Clause 118(3) will amend the Canada Marine Act to provide that after the port authority considers any representation made by interested persons with respect to a proposed land-use plan and making any amendments as it considers appropriate as a result of those representations, it may adopt the plan.

This clause will stipulate that the port authority must publish a notice of the adoption of the land-use plan that includes information as to where a copy of the plan may be obtained, on its website, and have that notice published in a major newspaper published or distributed in the municipalities where the port is situated; publish a summary of the representations it received on its website; and publish the land-use plan on its website.

 

Clause 119

This clause will amend the Canada Marine Act to make the fees fixed by a port authority subject to regulations made by the Governor in Council under section 62, including the new regulation making authorities introduced in clause 120.

Clause 120

Clause 120(1)

This clause will amend the Canada Marine Act to add two regulation making authorities.

It will provide the Governor in Council the authority to make regulations regarding the management of marine traffic, including mooring and anchorage, and the fees to be paid and the sharing of information and data by users and port authorities in support of that management.

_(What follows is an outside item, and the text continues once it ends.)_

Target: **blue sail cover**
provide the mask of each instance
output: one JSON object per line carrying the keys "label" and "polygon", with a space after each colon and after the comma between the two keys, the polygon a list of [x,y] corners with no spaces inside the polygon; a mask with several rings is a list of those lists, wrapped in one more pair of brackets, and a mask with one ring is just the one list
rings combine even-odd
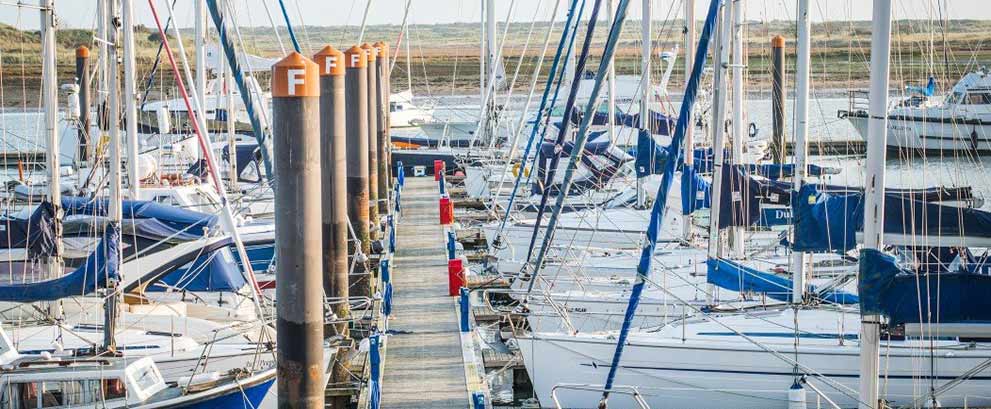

It will provide the Governor in Council the authority to make regulations with regards to activities carried out on a vessel moored or at anchor in a port.

Clause 120(2)

This clause will provide the Governor in Council regulations-making authority respecting the information or documents that a port authority, a wholly-owned subsidiary of a port authority, a person in charge of a port facility or a port user must provide to the Minister.

Clause 121

This clause will amend the Canada Marine Act to specify that the Minister may fix fees by order.

Clause 122

This clause will amend the Canada Marine Act to provide the Minister with the authority to issue a Ministerial Order if the Minister is of the opinion there is a risk of imminent harm to national security, economic security, or competition, and which significantly threatens the safety and security of people, goods, ships or port facilities or threatens supply chain security. The Order may require a port authority or a person in charge of a port facility to take any measure, including corrective measures or stop any activity that the Minister considers necessary to prevent the harm. It also provides that port authorities and persons in charge of a port facility must comply with the Order once they have been notified of its substance.

This clause will exempt the Ministerial Order from sections 5, 6, 9, 11, 14, 17, 18 and 19 of the Statutory Instrument Act.

Finally, this clause will require the Minister to publish any order on Transport Canada’s website unless the Minister is of the opinion it contains confidential or privileged information or information that could pose a risk to national security, national economic security, or competition if it were published.

Amendments to the Transportation Appeal Tribunal of Canada Act

Bill C-33                                                                                              CLAUSE-BY-CLAUSE  

Consequential Amendments to the Transportation Appeal Tribunal of Canada Act

Clause 123

This clause will amend subsection 2(3) of the Transportation Appeal Tribunal of Canada Act to adds the Transportation of Dangerous Goods Act, 1992.

This change will give the Transportation Appeal Tribunal of Canada the authority in their legislation to review administrative monetary penalties under the Transportation of Dangerous Goods Act, 1992.

Clause 124

This clause is a coordinating amendment for clause 123 because subsection 2(3) in the Transportation Appeal Tribunal of Canada Act was amended by clause 123.  

Subsection 2(3) is also being amended by Bill C-26 entitled An Act respecting cyber security, which is amending the Telecommunication Act and making consequential amendments to other Acts and is not yet in force. 

Coming into force

Clause 125

This clause ensures clauses 26(1), 28, 30, 32, 33, 40, 42(2), 42(3), 42(5) and 43(2) come into force on a day established by the Governor in Council.

Having these provision come into force at a later date would ensure their introduction only upon the development of the associated regulations.